ミシガン湖の湖畔で、ピクニックに来た人が昼寝をしている。そのごくありふれた世界をスケールの中心(10の0乗メートルつまり1メートルの世界)として、一方ではどんどんそこから遠ざかっていき、10の25乗メートル(約10億光年離れたところ)の世界までたどりつく。また一方ではどんどんその人を拡大していき、10のマイナス16乗メートル(0.1フェルミというらしい)の世界まで行きつく。

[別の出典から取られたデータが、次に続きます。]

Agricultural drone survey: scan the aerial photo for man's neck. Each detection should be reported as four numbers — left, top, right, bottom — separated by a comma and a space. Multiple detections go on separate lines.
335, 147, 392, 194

ページをめくるたびに次の10分の1(または10倍)の世界があるわけだ。それぞれの世界が1見開きになっていて、右ページにはそのイメージ写真、左ページにはそれぞれのスケールに特有な事柄の科学的解説がある。解説もどれも興味わくものばかりだけれど、でも理科が苦手な方なら、右ページの拡大縮小の写真を行ったり来たりするするだけでも読む価値はある。スケールを拡大・縮小するとはどういうことか、実際の距離感覚はどんなものか、といったことが目に見えてわかる。
たとえば、分子が見え始めてから(10のマイナス7乗メートルの世界)、原子核をゲンコツ大にと捉える(10のマイナス14乗メートルの世界)までには、1千万倍のステップがあるわけだ。こんなにも原子とは広範なものなのかと驚く。また、最近よく耳にするようになったナノテクノロジーの舞台がどれだけ、われわれのありふれたメートルの世界から離れているのか、といったこともよくわかる。
企画の勝利だ。もともとは、家具で有名なかのイームズ氏がつくった同名の科学映画がオリジナルだという。企画の勝利に、解説の丁寧さが加わり、鬼に金棒のとても質の高い作品になった。できるなら、科学の進歩にともなう改訂版も読んでみたい。